ワシントン C.D. / ホフディラン

Washington,C.D.

Washington,C.D.

<自分語り>
はじめてホフディランの曲を聴いたのは中学生の時で、確か「スマイル」という曲でした。中学生の頃のぼくは偏った音楽の聴き方をしていて、英米の音楽(特に1960年代)以外にはまったく興味を示しませんでしたし、日本の音楽なんてくだらないと思っていました。そんなだから小沢健二とかは普通にスルーしていて後からひどく後悔したのですが、邦楽の中でもホフディランはかろうじて聴いていました。

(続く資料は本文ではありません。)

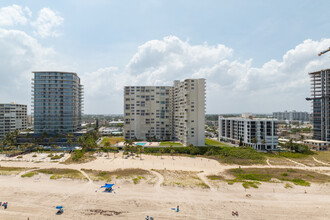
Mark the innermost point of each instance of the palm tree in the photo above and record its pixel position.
(115, 150)
(107, 145)
(140, 150)
(172, 151)
(161, 153)
(255, 141)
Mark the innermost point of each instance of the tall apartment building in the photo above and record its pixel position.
(261, 134)
(57, 102)
(13, 117)
(291, 116)
(320, 92)
(166, 112)
(189, 111)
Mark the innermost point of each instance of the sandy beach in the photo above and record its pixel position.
(37, 197)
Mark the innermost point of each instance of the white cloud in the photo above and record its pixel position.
(20, 55)
(232, 85)
(13, 15)
(46, 23)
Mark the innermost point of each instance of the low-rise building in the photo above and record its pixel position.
(261, 134)
(291, 116)
(110, 131)
(317, 144)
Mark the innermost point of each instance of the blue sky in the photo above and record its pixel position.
(110, 39)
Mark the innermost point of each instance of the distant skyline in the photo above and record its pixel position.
(254, 55)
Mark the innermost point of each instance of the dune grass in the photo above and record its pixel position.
(182, 178)
(135, 174)
(30, 174)
(11, 170)
(215, 177)
(80, 156)
(323, 156)
(169, 143)
(62, 173)
(112, 140)
(296, 176)
(211, 142)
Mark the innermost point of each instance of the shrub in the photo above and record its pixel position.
(31, 174)
(288, 185)
(56, 157)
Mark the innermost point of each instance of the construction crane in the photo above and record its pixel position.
(323, 52)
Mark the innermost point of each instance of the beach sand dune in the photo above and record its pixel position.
(37, 197)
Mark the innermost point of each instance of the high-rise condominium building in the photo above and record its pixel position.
(320, 91)
(291, 116)
(260, 134)
(166, 112)
(58, 102)
(13, 117)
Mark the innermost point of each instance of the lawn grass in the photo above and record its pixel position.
(112, 140)
(211, 142)
(135, 174)
(11, 170)
(62, 173)
(168, 143)
(182, 178)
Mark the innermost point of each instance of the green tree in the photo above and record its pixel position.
(172, 153)
(240, 142)
(140, 150)
(106, 147)
(255, 141)
(161, 153)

ボブ・ディランに似た名前(保父さんだからホフディランでしたっけ)だったので、抵抗感がなかったのです。
</自分語り>

ホフディラン小宮山雄飛ワタナベイビーの二人によるユニットです。ビートルズ直系の英国的なポップセンスが光るユウヒと、拗くれたメロディと心の内ををストレートに吐露した歌詞が強烈な印象を残すワタナベイビー。二人の全く異なる個性がぶつかり合ってうねりのあるポップな作品を作り上げていったのがホフディランだと思いますし、個性のぶつかりが最も良いバランスで出たのがこのアルバムだったのだと思います。このアルバムにおいて、ユウヒの曲はこの上なくキャッチーで、ワタナベイビーの曲は捻くれていながらもポップさを失っていません。

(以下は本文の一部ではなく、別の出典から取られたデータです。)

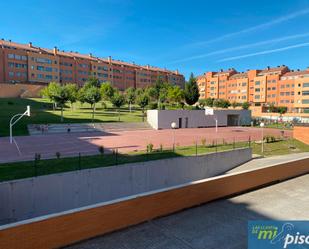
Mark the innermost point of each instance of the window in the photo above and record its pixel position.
(305, 93)
(305, 101)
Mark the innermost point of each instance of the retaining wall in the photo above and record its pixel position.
(33, 197)
(58, 230)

ちょっと物議を醸した、いかにもベイビーらしい「自殺(仮)」やユウヒらしいポップソング「POP」「SUPER DRY」など素敵な曲が揃っていますが、特筆すべきはコカコーラのCMソングとしてヒットし、ホフディランの名を広く知らしめた「恋はいつも幻のように」。ジョージ・ハリスンの「マイ・スウィート・ロード」をネタにした、最高に切ない青春ポップ。

ちなみに、ぼくはホフディランの活動休止後、ソロになった二人の活動をほとんど追いかけていません。二人がまた一緒に活動をはじめたら、その時は聴いてみようと思いますが。やはり、どんなに進む方向は違っても二人が共に生み出す音楽には不思議な魅力がありましたし、他のアーティスト以上に二人でいることの重要性は大きかったと思うので、今ソロの作品を聴くのはちょっとつらいです。(あ、これは思いこみによる部分が大きいので、この二人のことだから現在の活動もきっと素晴らしいものだとは思っています。まあ、気持ちの問題でして…)

※マイナーなたとえであまりたとえの意味がないかもしれませんが、アメリカのブレッドというグループみたいな。デヴィッド・ゲイツ(ユウヒに当たる人)はすごく素敵なメロディーを書くソングライターですが、ジェイムス・グリフィン(ワタナベイビーを当てておきます)が一癖も二癖もある曲を書くから、彼らのアルバムはとても魅力的だったのだ、みたいな。ゲイツはソロでも活躍していますが、個々の曲のメロディーは絶品なのに、アルバムレベルで見ると単調なんですよね。ちょっとまとまりのない余談ですが…。